The schedules exist for a reason. A 48-hour dental reminder gives the customer time to reschedule if the day no longer works, which turns a no-show into a filled slot. A 1-hour salon nudge is the last-chance reminder for a walk-in-style appointment people book on impulse and forget. A 72-hour consult reminder respects that a longer, more valuable appointment deserves more notice. Different services have different rhythms; the schedules reflect that.
Per-appointment overrides exist too. The list sheet has an optional column called schedule_override. Type a comma-separated list of hours there and the reminder uses your numbers instead of the service default for that one row. This is the right escape hatch for the VIP client who asked to be reminded the night before, or the first-timer you want to nudge twice.
Four moves, always
Every appointment, every tick, lands in exactly one of four buckets. The names are simple on purpose.
- Scheduled. The appointment is more than the first window away, or it’s already confirmed or cancelled.

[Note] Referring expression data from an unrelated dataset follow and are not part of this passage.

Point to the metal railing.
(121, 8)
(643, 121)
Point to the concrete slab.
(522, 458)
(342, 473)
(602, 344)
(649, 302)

Do nothing. Most appointments, most hours, are scheduled.
- First reminder. The appointment just crossed the first window threshold and there’s no reply yet. Send a fresh reminder with full context. Write a row to the
ar-sendsDynamoDB table marking that the first window has fired. - Second reminder. A later window crossed without a confirm. Send a closer-to-the-time nudge that’s shorter and friendlier — “See you at 9 this morning.” Write the new send to
ar-sends. - Gap alert. The customer cancelled, or the appointment is only an hour or two away and still completely unconfirmed. Tell the front desk, in their Slack, so they can call the customer or offer the slot to someone on the waitlist. A gap alert goes to staff, not the customer — it’s the system’s way of saying “this chair might be empty; do something about it now.”
State that makes the decision deterministic
The reminder reads two DynamoDB tables every tick. ar-sends records every reminder that’s gone out: (appt_id, window_index, sent_at, channel). ar-replies records every reply: (appt_id, replied_at, action). With those two tables, the move-decision logic is a few dozen lines of Python and zero magic. A given appointment with a given time, a given reminder schedule, and a given send/reply history always produces the same move. Re-running the tick produces no extra texts (because the state in DDB shows what already fired).
Rescheduling an appointment is an explicit reset of both tables for that booking: rows for the old time are kept for audit, but a new chain starts fresh against the new appointment time. Part 5 covers the reschedule flow in detail.
Why the hourly tick uses no model
The reminder could call a model on the tick to write a smarter message, or to decide whether to send at all. It doesn’t. Two reasons. First, the tick should be the one part of the system that is utterly predictable — if the rules doc says remind at 48 hours and there’s no confirm, the text fires. A model in that loop introduces variance the front desk can’t reason about. Second, model calls cost money, and most hours most appointments are scheduled, so the call would be wasted again and again.
Bedrock fires elsewhere — on the inbound parsing lane in Part 2, and on the weekly staff summary mentioned in Part 6. Not on the hourly tick. The reminder itself is plain Python that reads a doc and writes events.